Since his first competition win at the South Yorkshire Karate Championships in 1973 (first in both junior kata and junior kumite), Owen has won a considerable haul of titles.
He was first in kata at FSK British championships for three straight years between 1987 and 1989, and was also kata champion at the European championships in Ireland in 1990.
He was part of the team which finished second in the FSK World Championships in Las Vegas, also in 1990, a feat which he repeated as his second world tournament, in Los Angeles in 1991.
In his last world championships, when he returned to Las Vegas in 2002, he finished second in the men's kata section.
His physique – which looks years younger than his age – shows his clear dedication.
"I've been running at 12 o'clock at night, while everyone is in their beds, because I'm passionate about fitness," said Owen.
"I train every morning with weights and circuits. I don't feel any different to when I was 20. If anything, I'm stronger now, and I'm bench-pressing 320lb at 12 stone in weight."
Owen is also passionate about karate taught properly, as he believes there are too many imposters among so-called karate instructors.
He urges anyone who doubts him to come and take part in one of his own sessions, and see for themselves.
Owen recalls one man who did exactly this, and was impressed.
"He said that he had done karate at another school, but it was nothing like this," explained Owen.
"I've got a woman who is 63 in my class, and he said he wouldn't like to tangle with her.
"You get a range of people who just think it's karate – but it puts people off if it's not really good."
He added: "Boxing is the same – I've been doing it for 24 years but I don't call myself a top-class instructor.
"People have to be careful when they are choosing a club. They want to have a look around."

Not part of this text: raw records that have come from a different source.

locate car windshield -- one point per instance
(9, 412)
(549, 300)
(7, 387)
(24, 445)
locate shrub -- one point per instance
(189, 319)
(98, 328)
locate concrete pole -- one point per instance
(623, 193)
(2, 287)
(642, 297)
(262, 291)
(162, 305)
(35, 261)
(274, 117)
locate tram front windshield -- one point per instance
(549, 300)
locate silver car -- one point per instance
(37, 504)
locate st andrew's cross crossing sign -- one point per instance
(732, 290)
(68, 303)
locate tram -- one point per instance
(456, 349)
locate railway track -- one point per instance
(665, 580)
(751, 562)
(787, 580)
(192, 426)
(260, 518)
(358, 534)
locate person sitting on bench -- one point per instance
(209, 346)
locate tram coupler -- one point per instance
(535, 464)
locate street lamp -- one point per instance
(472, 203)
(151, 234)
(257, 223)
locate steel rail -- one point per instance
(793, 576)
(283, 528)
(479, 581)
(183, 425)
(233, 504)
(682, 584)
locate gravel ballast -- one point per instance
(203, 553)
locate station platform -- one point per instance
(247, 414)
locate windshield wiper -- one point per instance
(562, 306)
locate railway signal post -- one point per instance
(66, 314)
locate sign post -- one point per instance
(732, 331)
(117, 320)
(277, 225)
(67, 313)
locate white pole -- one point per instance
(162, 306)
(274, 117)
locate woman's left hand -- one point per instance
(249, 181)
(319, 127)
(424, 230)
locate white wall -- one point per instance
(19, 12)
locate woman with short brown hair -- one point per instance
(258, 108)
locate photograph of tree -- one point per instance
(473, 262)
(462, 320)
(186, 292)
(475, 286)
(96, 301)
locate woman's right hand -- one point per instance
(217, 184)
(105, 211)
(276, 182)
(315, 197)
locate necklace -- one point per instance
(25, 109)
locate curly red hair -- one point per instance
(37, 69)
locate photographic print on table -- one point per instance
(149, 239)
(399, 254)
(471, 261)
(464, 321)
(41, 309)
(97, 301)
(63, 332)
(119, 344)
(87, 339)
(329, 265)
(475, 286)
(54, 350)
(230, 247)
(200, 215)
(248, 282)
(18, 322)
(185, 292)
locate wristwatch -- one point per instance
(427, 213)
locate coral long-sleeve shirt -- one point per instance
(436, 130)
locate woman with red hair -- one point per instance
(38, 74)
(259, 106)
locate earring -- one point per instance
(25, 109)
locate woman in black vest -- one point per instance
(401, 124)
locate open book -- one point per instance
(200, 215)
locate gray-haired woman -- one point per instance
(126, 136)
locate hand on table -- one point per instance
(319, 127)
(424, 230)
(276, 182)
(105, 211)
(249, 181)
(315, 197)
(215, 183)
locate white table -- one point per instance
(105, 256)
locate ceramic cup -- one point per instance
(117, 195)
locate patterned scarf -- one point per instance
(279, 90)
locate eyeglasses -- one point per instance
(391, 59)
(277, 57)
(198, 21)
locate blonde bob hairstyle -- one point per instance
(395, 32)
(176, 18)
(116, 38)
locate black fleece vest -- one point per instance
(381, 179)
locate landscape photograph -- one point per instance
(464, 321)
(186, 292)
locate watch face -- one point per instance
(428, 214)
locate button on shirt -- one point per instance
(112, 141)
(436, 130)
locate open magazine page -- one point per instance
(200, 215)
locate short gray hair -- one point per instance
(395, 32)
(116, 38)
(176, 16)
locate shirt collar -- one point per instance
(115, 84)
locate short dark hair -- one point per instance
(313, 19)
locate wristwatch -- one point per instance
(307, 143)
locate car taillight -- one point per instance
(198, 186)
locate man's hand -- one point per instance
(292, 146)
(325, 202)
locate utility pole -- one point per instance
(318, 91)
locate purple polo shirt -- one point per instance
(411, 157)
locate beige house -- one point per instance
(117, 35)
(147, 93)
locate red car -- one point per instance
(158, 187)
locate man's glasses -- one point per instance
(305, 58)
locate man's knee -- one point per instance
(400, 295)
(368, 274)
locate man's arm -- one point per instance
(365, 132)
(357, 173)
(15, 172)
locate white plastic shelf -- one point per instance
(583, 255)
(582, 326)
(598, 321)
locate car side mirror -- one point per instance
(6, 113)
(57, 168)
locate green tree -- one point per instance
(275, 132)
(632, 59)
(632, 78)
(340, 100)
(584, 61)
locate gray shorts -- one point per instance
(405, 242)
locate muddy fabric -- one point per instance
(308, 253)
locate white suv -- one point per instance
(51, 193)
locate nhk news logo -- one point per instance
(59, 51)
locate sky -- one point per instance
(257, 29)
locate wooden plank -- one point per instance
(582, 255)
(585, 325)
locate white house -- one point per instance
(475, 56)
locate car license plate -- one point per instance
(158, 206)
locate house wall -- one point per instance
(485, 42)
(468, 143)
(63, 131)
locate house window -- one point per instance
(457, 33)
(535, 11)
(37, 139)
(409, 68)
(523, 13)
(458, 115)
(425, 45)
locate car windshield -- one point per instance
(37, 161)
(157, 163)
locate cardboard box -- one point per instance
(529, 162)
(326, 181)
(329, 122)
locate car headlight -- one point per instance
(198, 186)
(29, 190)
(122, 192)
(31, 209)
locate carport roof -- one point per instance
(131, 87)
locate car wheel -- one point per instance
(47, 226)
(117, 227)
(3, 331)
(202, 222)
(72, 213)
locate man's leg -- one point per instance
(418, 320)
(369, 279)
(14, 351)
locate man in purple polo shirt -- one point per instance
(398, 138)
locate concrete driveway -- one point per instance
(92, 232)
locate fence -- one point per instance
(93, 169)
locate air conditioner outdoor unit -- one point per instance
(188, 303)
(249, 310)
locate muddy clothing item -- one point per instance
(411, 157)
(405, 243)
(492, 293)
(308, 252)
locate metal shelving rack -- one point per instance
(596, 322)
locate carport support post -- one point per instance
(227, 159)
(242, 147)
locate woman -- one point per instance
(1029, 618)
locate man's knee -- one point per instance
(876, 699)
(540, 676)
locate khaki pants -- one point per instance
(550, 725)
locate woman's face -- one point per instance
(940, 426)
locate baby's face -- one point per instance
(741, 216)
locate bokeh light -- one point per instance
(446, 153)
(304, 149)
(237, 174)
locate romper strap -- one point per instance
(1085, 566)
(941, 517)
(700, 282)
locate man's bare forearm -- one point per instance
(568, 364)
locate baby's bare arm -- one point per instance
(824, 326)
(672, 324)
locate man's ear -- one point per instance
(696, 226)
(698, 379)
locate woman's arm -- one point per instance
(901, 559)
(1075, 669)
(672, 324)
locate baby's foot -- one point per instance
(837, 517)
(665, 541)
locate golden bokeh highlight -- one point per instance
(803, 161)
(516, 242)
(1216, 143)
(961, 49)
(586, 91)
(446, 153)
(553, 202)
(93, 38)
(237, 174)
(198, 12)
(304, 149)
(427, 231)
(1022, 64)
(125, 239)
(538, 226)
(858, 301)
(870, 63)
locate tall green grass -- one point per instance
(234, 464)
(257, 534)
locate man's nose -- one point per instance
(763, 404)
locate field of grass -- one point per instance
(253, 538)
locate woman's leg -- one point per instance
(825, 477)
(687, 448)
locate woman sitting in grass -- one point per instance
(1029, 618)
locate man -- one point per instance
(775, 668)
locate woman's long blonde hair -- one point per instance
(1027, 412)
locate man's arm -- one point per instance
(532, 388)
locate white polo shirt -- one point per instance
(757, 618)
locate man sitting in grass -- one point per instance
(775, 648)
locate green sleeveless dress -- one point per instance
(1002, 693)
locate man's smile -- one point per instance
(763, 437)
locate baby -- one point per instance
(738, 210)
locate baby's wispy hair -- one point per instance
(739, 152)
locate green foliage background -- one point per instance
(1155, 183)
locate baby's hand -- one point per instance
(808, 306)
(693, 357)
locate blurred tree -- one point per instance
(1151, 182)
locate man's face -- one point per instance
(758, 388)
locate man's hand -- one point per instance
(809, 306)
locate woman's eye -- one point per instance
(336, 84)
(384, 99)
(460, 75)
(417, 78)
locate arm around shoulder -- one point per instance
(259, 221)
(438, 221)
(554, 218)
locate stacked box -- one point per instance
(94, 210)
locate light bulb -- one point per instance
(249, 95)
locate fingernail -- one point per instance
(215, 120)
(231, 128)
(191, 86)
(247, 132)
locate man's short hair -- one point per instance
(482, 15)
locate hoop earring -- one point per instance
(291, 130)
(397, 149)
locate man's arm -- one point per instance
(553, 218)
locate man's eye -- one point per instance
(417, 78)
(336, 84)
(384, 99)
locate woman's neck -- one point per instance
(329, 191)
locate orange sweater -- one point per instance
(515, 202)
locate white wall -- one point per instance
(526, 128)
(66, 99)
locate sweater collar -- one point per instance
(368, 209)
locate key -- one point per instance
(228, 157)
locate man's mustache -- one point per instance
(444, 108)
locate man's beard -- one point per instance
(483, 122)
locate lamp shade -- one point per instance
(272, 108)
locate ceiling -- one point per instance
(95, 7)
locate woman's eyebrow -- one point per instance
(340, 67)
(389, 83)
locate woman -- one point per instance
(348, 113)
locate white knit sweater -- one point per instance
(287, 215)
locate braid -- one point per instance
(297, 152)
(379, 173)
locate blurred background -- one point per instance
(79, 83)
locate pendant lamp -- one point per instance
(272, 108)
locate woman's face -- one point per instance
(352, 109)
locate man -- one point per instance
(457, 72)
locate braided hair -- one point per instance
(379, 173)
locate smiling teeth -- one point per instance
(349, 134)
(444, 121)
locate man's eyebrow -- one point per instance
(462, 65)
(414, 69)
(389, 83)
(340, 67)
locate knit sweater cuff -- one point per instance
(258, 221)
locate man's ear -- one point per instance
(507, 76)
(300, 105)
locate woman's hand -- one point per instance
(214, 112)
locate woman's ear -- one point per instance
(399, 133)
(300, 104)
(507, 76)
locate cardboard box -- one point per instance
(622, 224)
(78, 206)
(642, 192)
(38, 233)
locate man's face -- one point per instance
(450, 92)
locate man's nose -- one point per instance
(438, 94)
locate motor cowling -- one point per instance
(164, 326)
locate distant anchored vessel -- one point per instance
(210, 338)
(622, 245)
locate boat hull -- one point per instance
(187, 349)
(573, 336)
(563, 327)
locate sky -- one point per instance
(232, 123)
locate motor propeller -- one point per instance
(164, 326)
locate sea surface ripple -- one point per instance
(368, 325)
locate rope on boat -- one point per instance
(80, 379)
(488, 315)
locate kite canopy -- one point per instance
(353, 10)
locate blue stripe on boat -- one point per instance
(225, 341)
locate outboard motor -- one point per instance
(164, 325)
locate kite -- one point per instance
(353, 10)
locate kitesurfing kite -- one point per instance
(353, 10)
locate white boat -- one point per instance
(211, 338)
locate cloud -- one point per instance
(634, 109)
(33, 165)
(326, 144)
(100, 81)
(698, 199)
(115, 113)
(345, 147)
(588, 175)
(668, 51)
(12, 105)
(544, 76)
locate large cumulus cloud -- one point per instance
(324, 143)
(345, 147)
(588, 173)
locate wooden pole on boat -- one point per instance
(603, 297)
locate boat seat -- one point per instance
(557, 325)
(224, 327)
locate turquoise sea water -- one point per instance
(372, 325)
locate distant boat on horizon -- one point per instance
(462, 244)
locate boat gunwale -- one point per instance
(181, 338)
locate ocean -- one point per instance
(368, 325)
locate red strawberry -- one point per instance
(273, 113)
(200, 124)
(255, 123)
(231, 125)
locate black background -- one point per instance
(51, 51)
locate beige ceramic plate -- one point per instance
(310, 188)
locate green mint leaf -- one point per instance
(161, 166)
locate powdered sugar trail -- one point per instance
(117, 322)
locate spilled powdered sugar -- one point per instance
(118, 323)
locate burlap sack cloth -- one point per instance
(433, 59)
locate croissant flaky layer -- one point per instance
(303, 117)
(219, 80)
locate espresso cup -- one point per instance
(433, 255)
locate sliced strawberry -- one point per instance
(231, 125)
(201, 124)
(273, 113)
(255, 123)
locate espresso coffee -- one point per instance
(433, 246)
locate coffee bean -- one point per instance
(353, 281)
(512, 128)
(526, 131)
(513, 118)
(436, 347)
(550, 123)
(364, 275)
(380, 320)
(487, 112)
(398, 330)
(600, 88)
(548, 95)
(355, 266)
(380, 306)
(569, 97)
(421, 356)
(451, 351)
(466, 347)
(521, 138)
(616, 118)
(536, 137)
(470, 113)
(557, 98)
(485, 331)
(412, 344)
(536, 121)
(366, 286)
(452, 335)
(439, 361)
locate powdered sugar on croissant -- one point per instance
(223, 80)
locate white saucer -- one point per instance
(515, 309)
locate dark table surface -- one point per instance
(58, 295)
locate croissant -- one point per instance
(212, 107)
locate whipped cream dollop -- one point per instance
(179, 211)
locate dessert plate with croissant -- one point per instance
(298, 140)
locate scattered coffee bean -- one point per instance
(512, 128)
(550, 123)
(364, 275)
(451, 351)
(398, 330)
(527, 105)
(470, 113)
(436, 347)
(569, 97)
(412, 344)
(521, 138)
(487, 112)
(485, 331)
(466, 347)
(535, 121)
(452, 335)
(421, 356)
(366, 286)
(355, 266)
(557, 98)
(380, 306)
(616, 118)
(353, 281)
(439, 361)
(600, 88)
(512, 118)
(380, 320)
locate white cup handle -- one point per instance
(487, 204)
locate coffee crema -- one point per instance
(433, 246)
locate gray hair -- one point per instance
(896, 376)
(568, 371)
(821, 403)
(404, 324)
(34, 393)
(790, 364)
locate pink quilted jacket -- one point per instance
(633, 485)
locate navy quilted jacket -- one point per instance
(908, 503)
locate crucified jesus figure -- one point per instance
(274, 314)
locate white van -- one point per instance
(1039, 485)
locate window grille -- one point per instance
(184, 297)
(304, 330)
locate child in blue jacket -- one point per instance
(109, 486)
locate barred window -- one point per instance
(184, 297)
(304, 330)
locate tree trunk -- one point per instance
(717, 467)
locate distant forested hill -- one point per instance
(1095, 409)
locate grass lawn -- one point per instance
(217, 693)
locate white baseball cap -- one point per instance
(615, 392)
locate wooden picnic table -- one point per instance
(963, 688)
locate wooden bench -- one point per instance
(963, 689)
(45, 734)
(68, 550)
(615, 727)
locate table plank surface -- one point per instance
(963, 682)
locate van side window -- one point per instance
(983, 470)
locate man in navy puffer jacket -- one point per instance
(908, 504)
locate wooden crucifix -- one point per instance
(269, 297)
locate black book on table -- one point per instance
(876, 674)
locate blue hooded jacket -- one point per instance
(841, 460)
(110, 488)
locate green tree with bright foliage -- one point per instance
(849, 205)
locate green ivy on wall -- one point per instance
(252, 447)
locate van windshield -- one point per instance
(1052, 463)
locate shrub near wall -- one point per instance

As for his own reason for teaching, Owen does it simply for the joy of passing on his skills to others.
"I would say I'm proud of my students. I've got people who have studied for 30 years. That's the proof of a club: It's not a flash in the pan.
"The mixed martial arts stuff is strong at the moment, but karate has always been there, and so has boxing.
"I teach for the pride in my students. They all come out as good characters, and are all good people.
"It's character-building, and hopefully they will carry that on into their job or family lives."